Tak main-main, tahun ini JIKF menghadirkan enam negara yakni Amerika Serikat, Slovenia, Slovakia, Jerman, Korea Selatan, dan Malaysia. Total ada sekitar 35 layang-layang internasional dan lebih dari 200 layang-layang nasional dari 35 klub seantero Indonesia. “Tema tahun ini adalah Dari Jogja untuk Nusantara. Kami ingin menunjukkan bahwa Jogja bukan hanya punya tradisi, tapi juga mampu bicara global,” kata Anang.

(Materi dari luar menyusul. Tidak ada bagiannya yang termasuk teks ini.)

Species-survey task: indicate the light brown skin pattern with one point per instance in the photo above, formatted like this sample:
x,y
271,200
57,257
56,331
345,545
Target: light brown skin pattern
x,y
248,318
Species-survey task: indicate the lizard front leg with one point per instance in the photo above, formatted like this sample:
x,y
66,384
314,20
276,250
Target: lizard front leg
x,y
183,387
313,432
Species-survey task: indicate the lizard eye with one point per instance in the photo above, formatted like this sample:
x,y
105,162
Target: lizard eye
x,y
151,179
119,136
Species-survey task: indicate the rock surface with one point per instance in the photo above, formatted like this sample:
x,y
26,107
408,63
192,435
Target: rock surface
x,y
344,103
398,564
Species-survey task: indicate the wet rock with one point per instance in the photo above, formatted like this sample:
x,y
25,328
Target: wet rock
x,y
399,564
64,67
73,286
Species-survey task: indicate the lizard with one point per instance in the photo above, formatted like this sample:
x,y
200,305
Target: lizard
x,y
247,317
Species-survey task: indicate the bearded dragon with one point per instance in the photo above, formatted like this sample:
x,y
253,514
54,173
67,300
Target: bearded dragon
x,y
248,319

BACA JUGA: Terdampak Pembangunan Tol Jogja-YIA, Lahan Pertanian Terus Menyusut

Dana Keistimewaan

Bupati Bantul Abdul Halim Muslih menyambut baik festival ini. Ia menyebut JIKF sebagai ikon baru pariwisata DIY, terutama karena diselenggarakan di kawasan legendaris: Parangtritis-Parangkusumo. Ia berharap kegiatan ini masuk kalender tetap pariwisata daerah. “Kami mengaturkan terima kasih atas dukungan Dana Keistimewaan DIY. Ini bentuk sinergi Pemerintah Pusat, daerah, dan komunitas,” ucap Halim.

Satu hal yang membedakan JIKF dari festival sejenis lainnya adalah pengalaman lokal untuk pelayang internasional. Tak hanya datang dan terbangkan layang-layang, para tamu asing diajak menyusuri denyut kehidupan Bantul.

Dimulai sejak 19 Juli, panitia menggelar rangkaian Road to JIKF, semacam cultural immersion yang dikemas apik. Di Grogol, Paliyan, para pelayang menyaksikan produksi tempe lokal, karawitan anak-anak, hingga pembuatan sarang burung.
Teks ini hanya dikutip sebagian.